If you want to find out what number Mary is calling from, select the Calling-Station-Id attribute. To use this attribute, you must have all the necessary Caller ID equipment and services in place at your location, including Caller ID service on your phone line and a Caller ID-capable modem with the correct driver on your system. When you click Add, you're prompted for a word or a wildcard to match. Enter Mary's phone number—let's say it's 703-555-1212—in this field. However, if you wanted to use a wildcard to allow callers only from a specific area code, you could enter 703* to apply the remote access policy to any caller from the 703 area code.
After you enter Mary's phone number, you see it listed as one of the conditions for the policy. You could add more conditions at this point, but you don't need to, so you can continue to Step 3 of the wizard. Step 3 lets you define whether to allow or deny the user access to your system based on the policy. To allow access to users who match the condition defined in Step 2, select the Grant remote access permission option.
In the final wizard step, you specify the behavior of connections that meet the remote access policy's conditions. Click Edit profile to open the dialog box that Figure 5 shows. From this property window, you can control various connection parameters, including valid connection times and timeouts, IP packet filtering, and encryption requirements. Move through the tabs to look at the options. To set the RAS server to terminate Mary's connection after 1 hour, select the Dial-in Constraints tab's Restrict maximum session to check box, and enter the value 60.
After you edit the policy profile, click Finish to apply the remote access policy to your RAS server. Then, check that the main window of the Routing and Remote Access snap-in lists your new remote access policy.
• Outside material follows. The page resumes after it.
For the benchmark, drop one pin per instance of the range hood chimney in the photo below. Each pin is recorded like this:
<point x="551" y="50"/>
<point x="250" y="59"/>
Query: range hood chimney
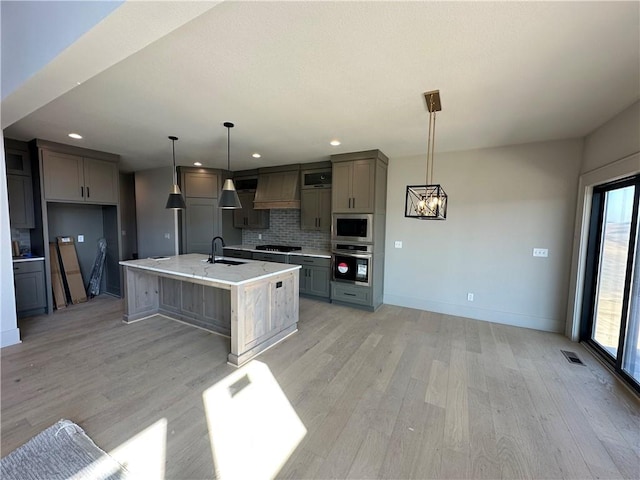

To make sure that the RAS server tests connections against your new policy first (instead of against the default "allow everyone" policy), right-click the new policy and select Move Up. This action moves your new policy to the top of the list and changes the order number to 1.
You have now restricted Mary from staying logged on to RAS for more than 1 hour when she's dialing in from her home number. Actually, your policy prevents anyone who signs in from Mary's home phone number from staying online for longer than 1 hour because RAS can't check for a username within a policy. If you wanted to go a step further and restrict only Mary's access from the phone number, you could define a user group in which she was the only member and set an additional condition on the policy to check for group membership. The policy would still apply to Mary, but other users would fail the group membership condition, and the policy would ignore them.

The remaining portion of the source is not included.